Dustfinger’s back came up against a parked car. Now the old man was standing right in front of him, and still staring, staring—
‘Go away!’ Dustfinger pushed him roughly back. ‘Farid, bring me my things!’ The boy hurried to his side. Dustfinger snatched the rucksack from his hand, picked up the marten and stowed him in the rucksack, taking no notice of the animal’s sharp, snapping teeth. The old man stared at Gwin’s horns. Fingers flying, Dustfinger slung the rucksack over his shoulder and tried to push past him.
‘Please. I only want to talk to you.’ The old man barred his way, reaching for his arm.
‘Well, I don’t want to talk to you.’ Dustfinger tried to free himself from the bony fingers. They were surprisingly strong, but Dustfinger had the knife, Basta’s flick-knife. He took it out of his pocket, snapped it open and held it under the old man’s chin. His hand was trembling, he had never enjoyed threatening anyone with a knife, but the old man let go.
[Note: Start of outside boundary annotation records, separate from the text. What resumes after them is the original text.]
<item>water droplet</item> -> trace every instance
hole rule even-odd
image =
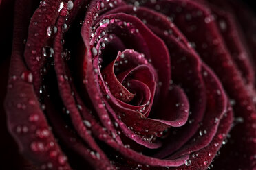
[[[45,150],[45,145],[42,142],[32,142],[30,144],[30,149],[33,151],[44,151]]]
[[[58,158],[58,163],[61,165],[64,165],[67,160],[67,156],[63,156],[63,155],[60,155]]]
[[[95,56],[98,54],[98,51],[97,51],[96,48],[95,48],[94,47],[92,47],[92,55],[94,56]]]
[[[57,32],[57,31],[58,31],[58,28],[57,28],[56,26],[54,26],[54,28],[53,28],[53,30],[54,30],[54,34],[55,34],[55,33]]]
[[[72,2],[72,1],[68,1],[67,3],[67,8],[68,10],[71,10],[74,7],[74,3]]]
[[[36,130],[36,134],[41,138],[47,138],[50,135],[49,130],[45,128]]]
[[[33,75],[29,71],[25,71],[22,73],[21,77],[27,82],[32,83],[33,82]]]
[[[46,32],[48,36],[52,36],[52,27],[51,26],[49,26],[47,27]]]
[[[28,120],[31,122],[34,122],[34,121],[37,121],[39,119],[39,117],[38,114],[31,114],[29,117],[28,117]]]
[[[92,127],[92,124],[89,121],[88,121],[87,120],[84,120],[84,121],[83,121],[83,122],[86,127],[87,127],[89,128]]]
[[[219,25],[222,31],[226,31],[227,28],[226,23],[224,20],[220,20],[219,21]]]
[[[186,166],[189,166],[189,165],[191,164],[191,160],[185,160],[185,161],[184,161],[184,164],[185,164]]]

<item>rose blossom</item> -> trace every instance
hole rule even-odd
[[[19,168],[256,168],[256,21],[241,5],[17,0],[4,106]]]

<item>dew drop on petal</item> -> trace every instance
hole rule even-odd
[[[185,164],[186,166],[189,166],[189,165],[191,164],[191,160],[185,160],[185,161],[184,161],[184,164]]]
[[[68,1],[67,4],[67,8],[68,10],[71,10],[74,7],[74,3],[72,1]]]
[[[67,158],[65,156],[60,155],[58,158],[58,163],[61,165],[64,165],[67,160]]]
[[[29,120],[29,121],[30,121],[30,122],[37,121],[39,119],[39,115],[36,114],[31,114],[31,115],[29,117],[29,118],[28,118],[28,120]]]
[[[32,83],[33,82],[33,75],[29,71],[23,72],[21,77],[27,82]]]
[[[51,26],[49,26],[47,27],[46,32],[48,36],[52,36],[52,27]]]
[[[94,56],[95,56],[98,54],[98,51],[97,51],[96,48],[95,48],[94,47],[92,47],[92,55]]]
[[[84,121],[83,121],[83,122],[86,127],[92,127],[92,124],[89,121],[88,121],[87,120],[84,120]]]

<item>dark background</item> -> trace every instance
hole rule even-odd
[[[2,0],[0,0],[0,1]],[[225,1],[225,0],[223,0]],[[235,0],[233,0],[235,1]],[[255,13],[255,0],[240,0],[244,2]],[[9,59],[12,49],[12,17],[14,0],[3,0],[0,6],[0,169],[15,169],[20,170],[21,167],[26,169],[35,170],[34,167],[30,167],[28,161],[23,160],[18,152],[15,143],[9,135],[6,130],[6,117],[3,108],[4,96],[6,93],[7,72],[9,66]],[[3,7],[4,6],[4,8]],[[5,27],[3,27],[5,26]],[[256,31],[256,30],[255,30]],[[1,34],[4,33],[4,34]],[[4,140],[3,140],[4,139]],[[10,163],[12,162],[12,163]],[[8,167],[8,168],[6,168]]]
[[[255,0],[241,0],[248,5],[255,12],[256,12],[256,1]]]

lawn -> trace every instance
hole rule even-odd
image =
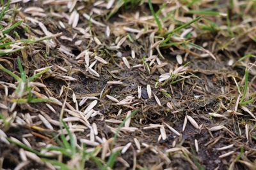
[[[0,3],[0,169],[256,169],[256,1]]]

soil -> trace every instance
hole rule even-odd
[[[35,81],[46,85],[45,87],[37,87],[40,94],[54,97],[62,104],[69,104],[70,106],[65,106],[66,110],[64,110],[63,118],[74,117],[75,113],[72,115],[68,111],[72,111],[72,108],[82,112],[86,110],[92,100],[88,99],[84,104],[79,106],[79,103],[83,97],[97,97],[97,104],[94,107],[94,110],[98,111],[99,114],[90,117],[88,122],[90,125],[93,123],[97,125],[99,132],[97,136],[101,139],[108,140],[113,138],[115,133],[113,129],[116,130],[120,125],[108,120],[124,121],[129,111],[137,110],[132,117],[129,125],[129,127],[136,127],[136,130],[132,132],[121,131],[115,141],[114,148],[125,146],[130,142],[132,145],[125,153],[120,153],[118,155],[118,159],[113,166],[114,169],[256,169],[255,119],[249,113],[250,111],[255,115],[255,101],[243,106],[240,104],[236,108],[239,94],[236,83],[241,87],[241,89],[239,90],[243,90],[245,67],[240,64],[235,66],[229,64],[231,60],[237,61],[241,57],[248,53],[255,54],[253,48],[255,43],[250,38],[249,34],[237,35],[234,41],[231,41],[227,47],[223,48],[223,45],[228,42],[226,38],[229,38],[225,37],[225,35],[221,31],[211,33],[204,30],[196,30],[198,34],[197,37],[194,38],[194,43],[202,46],[207,43],[205,49],[209,50],[216,59],[211,56],[199,57],[193,53],[200,55],[202,53],[202,51],[198,49],[186,50],[180,45],[160,48],[159,51],[164,57],[163,58],[159,52],[154,48],[153,55],[157,55],[157,60],[161,63],[166,63],[166,65],[157,67],[159,64],[156,60],[152,62],[153,64],[150,66],[148,70],[143,62],[143,57],[148,57],[150,34],[156,31],[156,28],[153,25],[147,25],[148,24],[147,22],[136,22],[133,18],[136,12],[140,12],[140,17],[151,15],[148,3],[143,3],[141,6],[138,5],[129,10],[122,7],[110,19],[107,20],[107,14],[110,10],[106,10],[104,5],[95,6],[94,4],[93,6],[91,1],[77,1],[74,9],[79,14],[79,22],[75,28],[72,28],[65,17],[59,18],[56,15],[58,13],[63,16],[70,16],[72,12],[68,11],[68,4],[66,3],[57,4],[56,2],[58,1],[52,1],[52,3],[47,4],[44,1],[29,1],[26,3],[19,2],[15,4],[21,8],[20,12],[25,17],[33,17],[42,23],[52,34],[62,32],[62,36],[71,38],[72,40],[61,37],[54,38],[54,41],[56,41],[58,45],[50,47],[49,53],[47,53],[49,45],[36,43],[35,45],[28,45],[26,48],[28,59],[24,57],[21,52],[1,57],[9,60],[13,65],[10,69],[17,74],[17,56],[20,57],[22,66],[27,71],[28,76],[33,76],[36,69],[51,66],[49,71]],[[74,3],[74,1],[70,2]],[[70,4],[72,3],[70,3]],[[153,6],[155,10],[157,10],[161,6],[155,3]],[[45,15],[33,16],[33,13],[26,13],[26,10],[31,6],[42,8],[44,10],[42,13]],[[220,10],[225,11],[228,8],[225,7]],[[92,9],[94,12],[92,12]],[[100,11],[100,13],[97,14],[97,10]],[[88,20],[83,16],[83,13],[92,13],[92,18],[109,25],[111,30],[110,36],[106,36],[106,27],[100,27],[93,23],[90,24]],[[187,17],[189,16],[188,14]],[[204,17],[209,18],[207,16]],[[220,25],[224,22],[218,17],[212,17],[211,19],[212,22],[220,22]],[[242,22],[239,20],[243,18],[238,17],[237,23]],[[59,21],[64,23],[66,29],[60,26]],[[33,24],[28,20],[25,20],[24,23],[29,27],[32,35],[38,37],[45,36],[38,24]],[[252,24],[255,24],[252,22]],[[148,29],[148,32],[145,31],[139,38],[136,38],[137,34],[124,31],[124,26],[138,30],[144,28]],[[76,29],[78,27],[84,29],[90,28],[90,31],[86,32],[88,35],[83,34]],[[17,31],[21,38],[28,38],[27,33],[22,30],[19,28]],[[111,47],[116,45],[118,42],[116,41],[117,37],[121,39],[126,35],[129,35],[130,38],[127,38],[118,49]],[[97,44],[97,40],[93,39],[95,37],[100,41],[101,45]],[[157,37],[154,38],[155,42],[159,40]],[[81,43],[76,45],[79,40],[82,40]],[[67,49],[67,52],[61,48]],[[95,60],[95,55],[108,62],[107,64],[97,62],[93,66],[92,68],[99,74],[99,77],[88,71],[88,69],[84,66],[85,57],[76,59],[84,50],[93,53],[90,54],[90,64]],[[132,57],[131,50],[135,52],[134,59]],[[118,56],[120,53],[121,57]],[[177,62],[177,54],[180,54],[183,59],[182,64]],[[125,65],[123,57],[129,61],[130,68]],[[244,63],[247,62],[255,64],[255,59],[251,57],[246,59]],[[149,60],[147,63],[150,64],[151,61]],[[170,73],[170,70],[174,72],[187,62],[189,62],[189,64],[186,67],[186,71],[178,73],[175,80],[187,77],[175,83],[172,80],[164,81],[156,86],[161,75]],[[4,62],[1,62],[1,64],[5,67],[8,65]],[[143,66],[134,67],[138,64],[142,64]],[[63,71],[64,69],[67,71]],[[15,80],[8,74],[2,71],[0,74],[1,82],[15,83]],[[76,80],[70,81],[63,76],[72,77]],[[249,71],[250,85],[248,94],[251,95],[248,99],[256,96],[255,76],[255,72]],[[122,84],[111,85],[108,83],[109,81],[120,81]],[[60,131],[60,125],[50,120],[60,120],[63,106],[51,101],[18,103],[12,111],[10,110],[13,103],[11,99],[13,98],[12,94],[15,92],[10,88],[8,96],[6,96],[3,84],[1,83],[1,103],[8,106],[9,109],[3,110],[1,113],[7,118],[11,117],[13,112],[17,112],[17,117],[10,127],[6,128],[1,123],[1,129],[6,135],[9,138],[13,137],[22,143],[24,143],[24,138],[26,138],[31,147],[39,152],[42,150],[42,143],[58,145],[54,139],[52,132],[57,134]],[[148,96],[147,85],[151,87],[153,92],[152,97]],[[138,97],[138,87],[141,87],[140,98]],[[33,89],[36,90],[36,89]],[[115,101],[107,97],[108,96],[115,97],[118,101],[129,96],[133,96],[134,99],[129,100],[129,103],[125,104],[116,104]],[[158,97],[161,106],[157,104],[154,96]],[[77,103],[74,102],[74,96],[76,96]],[[171,108],[168,107],[168,103],[171,104]],[[46,104],[50,104],[54,111]],[[249,112],[244,108],[248,108]],[[118,113],[120,110],[121,114]],[[222,117],[211,117],[209,115],[209,113],[218,113]],[[31,118],[32,122],[28,122],[28,115]],[[53,130],[50,130],[45,126],[38,115],[47,118],[53,127]],[[198,128],[192,125],[192,122],[189,120],[186,120],[188,116],[196,122],[197,125],[199,125]],[[24,122],[19,119],[23,120]],[[69,122],[68,125],[84,125],[83,121]],[[188,123],[183,131],[184,121],[188,121]],[[164,123],[179,132],[180,136],[170,130]],[[161,134],[160,126],[145,129],[150,125],[152,127],[153,125],[164,127],[166,139],[163,139],[163,135],[162,138],[159,137]],[[212,131],[212,127],[220,125],[223,125],[225,128]],[[246,126],[249,127],[249,138],[246,135]],[[90,129],[85,128],[83,130],[74,132],[78,145],[81,145],[80,139],[90,139]],[[137,151],[138,148],[134,143],[134,138],[141,145],[141,149],[140,152]],[[197,145],[195,144],[196,141],[198,150],[196,147]],[[230,145],[234,146],[227,149],[218,150]],[[88,148],[93,146],[88,146]],[[0,141],[0,165],[2,165],[3,169],[14,169],[20,164],[26,162],[20,157],[21,148],[20,146],[14,143],[7,145]],[[166,152],[171,148],[179,149]],[[234,152],[231,153],[232,151]],[[229,155],[223,156],[223,154],[229,152],[231,153]],[[106,162],[108,159],[102,159],[101,154],[103,154],[102,150],[96,157],[101,159],[102,162]],[[51,166],[46,163],[37,162],[28,156],[27,157],[28,164],[21,169],[51,169]],[[108,157],[108,156],[107,158]],[[70,160],[70,158],[64,157],[63,162],[67,164]],[[125,167],[124,162],[129,164],[129,167]],[[85,164],[84,169],[100,169],[100,167],[91,159]]]

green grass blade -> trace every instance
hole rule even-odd
[[[200,18],[202,18],[202,16],[200,16],[200,17],[197,17],[196,18],[195,18],[195,19],[194,19],[194,20],[191,20],[191,21],[190,21],[190,22],[188,22],[188,23],[186,23],[186,24],[183,24],[183,25],[179,26],[179,27],[177,27],[177,28],[173,29],[173,30],[172,31],[170,31],[170,32],[166,32],[166,33],[165,33],[165,34],[163,34],[162,35],[162,36],[164,36],[164,36],[168,36],[168,35],[169,35],[169,34],[172,34],[172,33],[173,33],[173,32],[177,32],[177,31],[178,31],[182,29],[182,28],[185,28],[185,27],[188,27],[188,25],[192,24],[194,23],[195,22],[198,20],[199,20]]]
[[[103,168],[103,170],[107,170],[109,169],[109,168],[110,167],[111,169],[113,168],[114,164],[115,164],[115,162],[116,162],[116,157],[118,155],[118,153],[120,153],[120,150],[117,151],[115,153],[112,153],[111,155],[110,155],[108,162],[106,164],[106,165],[105,166],[105,167]]]
[[[21,64],[20,59],[19,57],[17,58],[17,61],[18,62],[18,67],[20,71],[20,78],[23,81],[26,81],[26,72],[23,71],[22,65]]]
[[[245,80],[244,80],[244,92],[243,93],[243,96],[242,96],[242,98],[240,100],[240,103],[239,104],[243,103],[243,102],[244,100],[245,96],[246,96],[246,93],[247,93],[247,89],[248,89],[248,69],[247,68],[245,69]]]
[[[41,71],[40,72],[39,72],[39,73],[37,73],[36,74],[35,74],[35,75],[34,75],[34,76],[30,77],[30,78],[28,79],[28,81],[29,81],[29,82],[33,81],[35,79],[36,79],[36,78],[37,78],[41,76],[42,76],[42,74],[44,74],[45,73],[47,72],[50,69],[51,69],[51,67],[49,67],[45,68],[44,70]]]
[[[8,9],[9,9],[10,2],[10,0],[8,0],[8,2],[7,2],[7,5],[6,5],[6,6],[5,8],[4,8],[4,9],[1,11],[1,13],[0,13],[0,21],[1,21],[1,20],[3,20],[3,18],[4,17],[4,14],[5,14],[5,11],[6,11]],[[4,6],[4,2],[3,2],[3,1],[1,1],[1,4],[2,4],[2,6]]]
[[[216,11],[193,11],[191,10],[189,11],[187,11],[186,13],[188,14],[199,14],[199,15],[223,15],[223,13],[221,13],[220,12],[216,12]]]

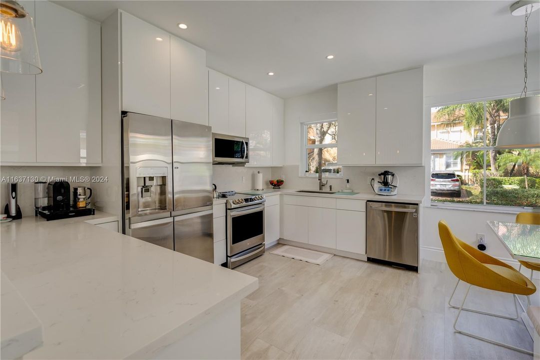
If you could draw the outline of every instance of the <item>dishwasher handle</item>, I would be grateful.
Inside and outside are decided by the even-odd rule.
[[[376,206],[369,204],[369,208],[373,210],[380,210],[383,211],[397,211],[398,212],[416,212],[416,209],[403,209],[402,208],[385,208],[384,206]]]

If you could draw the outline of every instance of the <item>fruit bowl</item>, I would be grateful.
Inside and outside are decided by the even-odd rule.
[[[280,186],[283,185],[285,182],[281,179],[278,179],[277,180],[271,180],[268,182],[270,183],[270,185],[272,185],[273,189],[281,189]]]

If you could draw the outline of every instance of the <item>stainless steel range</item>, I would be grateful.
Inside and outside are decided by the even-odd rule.
[[[227,266],[229,269],[265,253],[264,195],[238,195],[227,200]]]

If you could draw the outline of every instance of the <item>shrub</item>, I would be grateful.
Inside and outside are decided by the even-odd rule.
[[[530,189],[540,189],[540,179],[528,177],[527,182]],[[525,178],[523,176],[512,177],[493,177],[486,179],[485,187],[488,189],[502,188],[503,185],[515,185],[521,189],[525,189]]]
[[[489,205],[538,208],[540,207],[540,189],[488,188],[485,190],[485,200]]]

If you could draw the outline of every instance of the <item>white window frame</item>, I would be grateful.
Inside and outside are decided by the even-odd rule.
[[[540,91],[530,91],[530,95],[532,96],[540,95]],[[440,108],[444,106],[447,106],[449,105],[455,105],[457,104],[466,104],[468,103],[474,103],[474,102],[483,102],[484,103],[484,129],[483,129],[483,139],[484,144],[483,146],[479,146],[477,148],[458,148],[454,149],[436,149],[434,150],[429,149],[429,156],[430,159],[431,156],[433,154],[440,153],[440,152],[449,152],[453,151],[483,151],[484,152],[484,163],[485,164],[488,160],[488,151],[494,149],[492,146],[487,146],[486,134],[487,131],[487,119],[486,117],[486,108],[485,108],[485,102],[490,101],[491,100],[497,100],[498,99],[503,98],[508,98],[511,97],[519,97],[520,94],[507,94],[501,96],[490,96],[488,97],[484,98],[478,98],[475,99],[470,99],[468,100],[461,100],[458,101],[453,101],[451,102],[448,103],[441,103],[437,104],[431,104],[427,105],[428,110],[430,114],[431,109],[433,108]],[[506,117],[508,119],[508,116]],[[431,121],[429,122],[430,129],[431,129]],[[430,140],[431,139],[431,134],[430,133]],[[430,163],[430,168],[431,167],[431,163]],[[528,206],[511,206],[511,205],[491,205],[486,203],[486,181],[485,179],[487,177],[487,170],[485,167],[483,169],[483,191],[482,194],[483,194],[483,198],[482,199],[482,204],[467,204],[466,203],[456,203],[451,202],[444,202],[440,201],[432,201],[431,199],[431,191],[429,186],[429,182],[426,182],[427,192],[427,195],[429,197],[429,201],[428,202],[428,205],[429,206],[434,208],[447,208],[447,209],[454,209],[456,210],[470,210],[470,211],[483,211],[486,212],[500,212],[502,214],[517,214],[519,212],[523,211],[524,210],[526,212],[540,212],[540,208],[530,208]],[[429,174],[431,174],[431,170],[429,172]],[[429,176],[429,175],[428,175]]]
[[[307,169],[307,150],[308,149],[338,148],[338,142],[333,144],[314,144],[313,145],[308,145],[307,144],[308,126],[314,124],[322,124],[322,123],[331,123],[334,122],[337,122],[338,118],[337,117],[335,116],[335,113],[332,113],[332,115],[333,115],[333,116],[329,117],[328,118],[325,118],[323,120],[321,119],[316,121],[308,121],[300,123],[300,166],[299,168],[299,176],[300,177],[312,178],[319,177],[319,174],[317,173],[310,174],[306,172],[306,169]],[[339,154],[338,153],[338,164],[339,164]],[[328,178],[342,178],[343,166],[341,166],[341,171],[339,174],[323,172],[322,177]]]

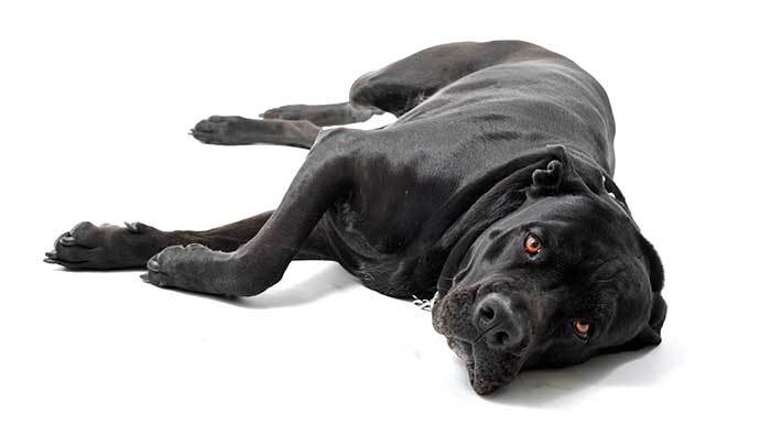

And Dustfinger ran.
He ignored whatever Silvertongue was calling after him. He just ran for it, as he had often done in the past. He could trust his legs even if he didn’t yet know where they were taking him. He left the village and the road behind, dodged under some trees, ran through wild grass, plunged in among the mustard-yellow gorse bushes, let the silvery foliage of the olive trees hide him … he had to get away from the houses, away from the paved roads. Wild country had always protected him. Only when every breath he drew hurt him did he throw himself down into the long grass behind an abandoned cistern where frogs croaked and the rainwater that had collected among the grey stones steamed in the sun. He lay there gasping, listening to his own heartbeat and staring at the sky.
He jumped. ‘Who’s that?’
The boy stood there. Farid had followed him.
‘Go away!’ shouted Dustfinger.
The boy crouched down among the wild flowers that grew everywhere – blue and yellow and red splashes of bright colour in the grass.
‘I don’t want you!’ snapped Dustfinger.
The boy said nothing, but picked a wild orchid and examined the bloom. It looked like a bumble-bee on the tip of a flower stem. ‘What a strange flower!’ he murmured. ‘I’ve never seen one like that before.’
Dustfinger sat up and leaned against the side of the cistern. ‘You’ll be sorry if you keep running after me,’ he said. ‘I’m going back. You know where to.’
Only when he said it did he realise that he had made up his mind – long ago. Yes, he was going back. Dustfinger the coward was going back into the lion’s den. Never mind what Silvertongue said, or what his daughter thought – there was only one thing he wanted. He had never wanted anything else. And if he couldn’t have it now, then at least he could hope that one day his wish would come true.
The boy stayed sitting there.
‘Go away, will you? Go back to Silvertongue! He’ll look after you.’
Farid sat there unmoved, his arms round his knees. ‘You’re going back to that village?’
‘Yes, the village where the devils and demons live. Believe me, they’ll kill a boy like you and eat you for breakfast. They’ll enjoy their coffee all the more afterwards.’
Farid stroked his cheeks with the orchid. He made a face as the petals tickled his skin. ‘Gwin wants to get out,’ he said.
He was right. The marten was biting the fabric of the rucksack and sticking his muzzle out of it. Dustfinger undid the straps and freed him. Gwin blinked up at the sun, chattered crossly, presumably complaining that it was the wrong time of day, and scurried over to the boy. Farid picked him up, put him on his shoulder, and looked earnestly at Dustfinger. ‘I’ve never seen flowers like this,’ he repeated. ‘Or such green hills or such a clever marten. But I know a lot about the kind of men you mean. They’re the same everywhere.’